No estaba lejos el puente donde Baqet esperaba con su guardia y unos veinte soldados que portaban antorchas. Le saludó serio, pero Ahmose pudo ver la excitación reflejada en sus ojos iluminados por las antorchas.
—Las tropas de asalto de Pepynakht ya han entrado, Majestad —le dijo Baqet—. Y también tres capitanes de compañía con sus hombres. El estandarte va con ellos.
Ahmose asintió.
—Makhu, baja y lleva a los caballos del tiro para cruzar el puente —dijo—. De lo contrario no querrán pasar.
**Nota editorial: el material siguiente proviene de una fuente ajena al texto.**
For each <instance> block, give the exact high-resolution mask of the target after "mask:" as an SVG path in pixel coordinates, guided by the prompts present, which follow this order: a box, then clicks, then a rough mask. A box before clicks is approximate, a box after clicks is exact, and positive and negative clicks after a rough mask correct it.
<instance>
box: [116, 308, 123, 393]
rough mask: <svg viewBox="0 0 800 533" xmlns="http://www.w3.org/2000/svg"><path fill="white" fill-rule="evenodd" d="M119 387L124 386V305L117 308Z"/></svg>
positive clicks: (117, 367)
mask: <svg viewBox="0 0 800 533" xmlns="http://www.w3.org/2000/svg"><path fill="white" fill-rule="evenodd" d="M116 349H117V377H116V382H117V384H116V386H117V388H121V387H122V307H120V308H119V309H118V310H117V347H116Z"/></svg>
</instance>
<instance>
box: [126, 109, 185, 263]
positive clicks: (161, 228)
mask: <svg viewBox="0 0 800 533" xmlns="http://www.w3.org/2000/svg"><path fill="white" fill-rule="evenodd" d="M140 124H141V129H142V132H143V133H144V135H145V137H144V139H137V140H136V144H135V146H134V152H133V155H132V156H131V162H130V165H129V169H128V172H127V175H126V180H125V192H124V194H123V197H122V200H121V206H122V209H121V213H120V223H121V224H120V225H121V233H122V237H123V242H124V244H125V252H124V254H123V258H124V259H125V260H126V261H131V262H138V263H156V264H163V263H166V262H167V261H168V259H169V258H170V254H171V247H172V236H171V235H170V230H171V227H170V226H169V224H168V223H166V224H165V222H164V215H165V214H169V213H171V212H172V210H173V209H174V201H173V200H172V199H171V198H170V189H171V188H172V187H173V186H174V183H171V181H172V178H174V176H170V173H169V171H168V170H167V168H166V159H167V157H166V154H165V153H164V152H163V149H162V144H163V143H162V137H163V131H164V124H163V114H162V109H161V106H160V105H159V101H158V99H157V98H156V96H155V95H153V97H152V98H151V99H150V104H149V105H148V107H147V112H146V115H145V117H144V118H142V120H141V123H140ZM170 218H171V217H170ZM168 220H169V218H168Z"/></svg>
Makhu hizo lo que le indicaba. Los caballos estaban nerviosos, pero respondieron a sus requerimientos suaves, y pronto Ahmose se encontró ante la Puerta de los Ciudadanos, una gran puerta de cedro tachonada de bronce. Su mirada recorrió las dos gruesas hojas, ahora abiertas. Más allá parecía haber una calle que atravesaba el sorprendente grosor de las murallas y que subía suavemente en la penumbra.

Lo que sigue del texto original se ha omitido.